As for the McDreamy tag, Dempsey accepts there's not a lot he can do about it, apart from making smart choices from here on in. "That will follow me to my grave, there's no question about that,"

he says.

"I don't think it's a bad thing. It's something that people perceive it to be - your label. It's given me a tremendous opportunity, it's allowed me to get this movie greenlit and, hopefully, other things in the future."

He has another couple of years left on his Grey's Anatomy contract, after that who knows if he'll want to stay. He just hopes the stories stay fresh.

"You want to have something to get up for every day and feel like you haven't re-hashed the same stories.

That's the key. But it's the thing for everybody - the viewers, the writers and the actors.

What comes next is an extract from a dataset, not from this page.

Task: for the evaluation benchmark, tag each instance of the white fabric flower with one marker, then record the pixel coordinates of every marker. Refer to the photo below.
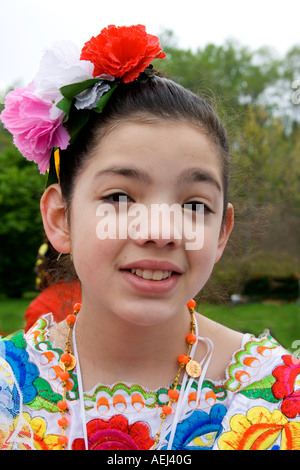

You have to keep the stories fresh and keep the characters growing.

But it's nice having a job like that because I know what I'm doing."

He wants to produce and act in the future, not direct "because it's too much work and I don't have the attention span to stay with it that long". He likes getting everyone together on a project that appeals to him and being in front of the camera.

Dempsey had a great time making Made Of Honour, including shooting on location in Scotland.

It was fun, he says. "What was interesting was that we were surrounded by all these world champions who were there to teach us what to do. They were laughing, especially when I walked out in the mini-kilt."

One thing he couldn't do was ride a horse badly as the script called for. "I had to ride it properly because my dad was a jockey and my mum was a big horse person,"

he explains.

The girl with whom Tom eventually realises he's in love is someone he's known since college.

Dempsey was never a student, having run way to join the circus. He was in a vaudeville troupe where he juggled - a skill he shows off by juggling plates in Made Of Honour - and played comedy routines.

One of his worst audiences was in a retirement home. "Nobody could hear, so they couldn't hear the punchline and everything just fell flat. But they could see the visual stuff fine, so the slapstick worked. But whenever I said something it never worked," he recalls.

His first acting break was in the play, Torch Song Trilogy in New York. From that came roles in movies such as Can't Buy Me Love and Loverboy.

The opening college scene of Made Of Honour took him back to his early films. "There's a lot of people who love Can't Buy Me Love and those movies. It was nice to go back to a romantic comedy like this, that had that kind of physicality to it and then, hopefully, move it up a bit.

"We wanted to make an old-fashioned romantic comedy because a lot of things that are coming out right now are very crass and missing the romance."

* Made Of Honour (12A) is now showing in cinemas. Grey's Anatomy continues on five on Thursday at 10pm.